Sunday, February 12, 2012
Im back sorry for letting you down.
Well lets just say that things have been a little crazy for me the last few days. I have had relationship issues,work issues, my grandmother was hospitalized, and so much more. As far as the relationship status I feel the winds of change I hope for the good but we will see major things need to happen to keep everyone happy. I really have had a turbulent mind the last few hours.

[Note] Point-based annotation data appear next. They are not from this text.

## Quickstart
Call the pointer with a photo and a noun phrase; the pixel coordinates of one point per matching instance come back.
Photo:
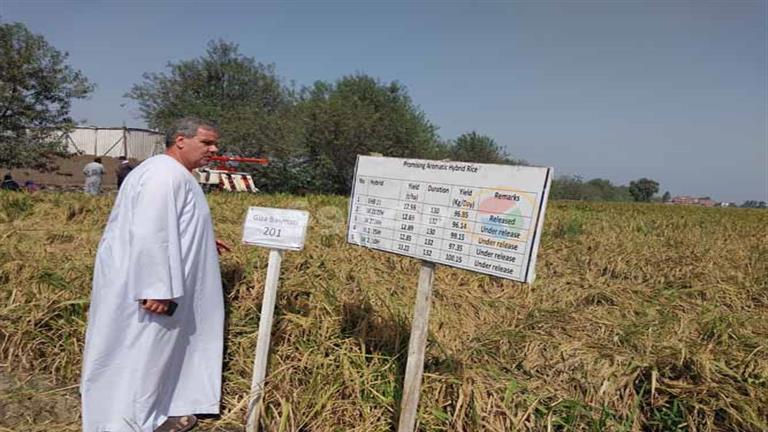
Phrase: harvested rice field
(642, 318)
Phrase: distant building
(688, 200)
(132, 143)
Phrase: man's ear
(179, 141)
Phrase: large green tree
(37, 88)
(643, 189)
(245, 97)
(358, 115)
(474, 147)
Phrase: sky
(676, 91)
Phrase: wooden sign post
(277, 229)
(414, 368)
(479, 217)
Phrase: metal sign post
(277, 229)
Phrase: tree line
(311, 135)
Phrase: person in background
(31, 186)
(93, 171)
(122, 170)
(9, 183)
(147, 368)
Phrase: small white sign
(275, 228)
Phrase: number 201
(272, 232)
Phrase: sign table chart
(459, 214)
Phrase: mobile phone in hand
(172, 305)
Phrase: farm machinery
(223, 174)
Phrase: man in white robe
(140, 366)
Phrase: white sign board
(275, 228)
(480, 217)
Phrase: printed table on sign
(489, 229)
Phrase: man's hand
(222, 247)
(156, 306)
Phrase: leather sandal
(178, 424)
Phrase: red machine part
(220, 162)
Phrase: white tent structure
(132, 143)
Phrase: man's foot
(178, 424)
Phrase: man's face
(195, 151)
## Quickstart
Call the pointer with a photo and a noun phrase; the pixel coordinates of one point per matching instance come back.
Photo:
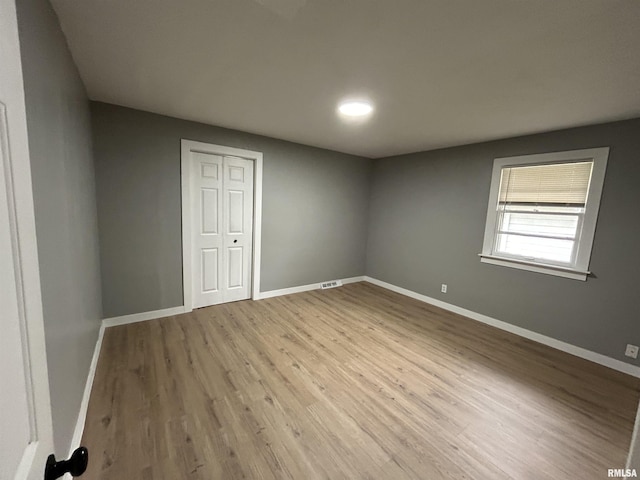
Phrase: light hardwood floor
(355, 382)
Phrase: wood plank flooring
(355, 382)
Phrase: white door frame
(18, 188)
(186, 147)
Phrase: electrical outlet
(631, 351)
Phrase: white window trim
(583, 256)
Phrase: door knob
(76, 465)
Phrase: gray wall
(426, 227)
(62, 169)
(314, 208)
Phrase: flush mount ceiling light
(355, 109)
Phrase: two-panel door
(222, 228)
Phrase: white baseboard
(141, 317)
(84, 403)
(523, 332)
(303, 288)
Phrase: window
(542, 211)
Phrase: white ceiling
(440, 72)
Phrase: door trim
(186, 146)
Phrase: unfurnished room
(309, 239)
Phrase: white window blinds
(557, 183)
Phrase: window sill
(535, 267)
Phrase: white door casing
(220, 224)
(25, 409)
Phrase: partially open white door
(220, 218)
(25, 409)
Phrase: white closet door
(207, 225)
(238, 227)
(222, 228)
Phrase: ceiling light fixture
(355, 108)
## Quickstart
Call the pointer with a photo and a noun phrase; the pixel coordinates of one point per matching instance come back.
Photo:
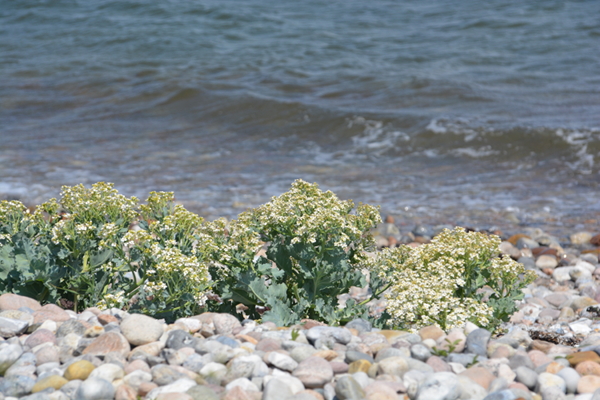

My grandmother is in the hospital for the third time in the last two weeks, its sad but the thought of losing her is in my mind and all i can think of is how i don't know her. I don't know about her life or any of her experiences. What were her ambitions or what has her best day in her life. I don't even know my other grandparents. Why my parents never taught us Spanish is beyond me. They really handicapped me and my sisters. It sucks when people come up to me and talk Spanish thinking that I can understand them, and all I can do is stare. Last night I stood over my grandmother as the first of her family to make it to her side at the ER and i couldn't even talk to her. I couldn't understand her soft exhausted whispers. I felt helpless, I always try to comfort and be there for everyone i know and i fought reassure her that everything was going to be okay. I will say this, a piece of my heart was left in exam room 6 in the Plainview ER last night.
On a lighter note the 30day challenge is going......well lets just say that it is going. I don't know whats worse. Other people stopping me from eating sugar or stopping myself. I hope that next weeks challenge wont be like this one.......but on the other hand I hope that is is. I want this to be hard and challenging.
From now on I promise that I will not neglect this blog again.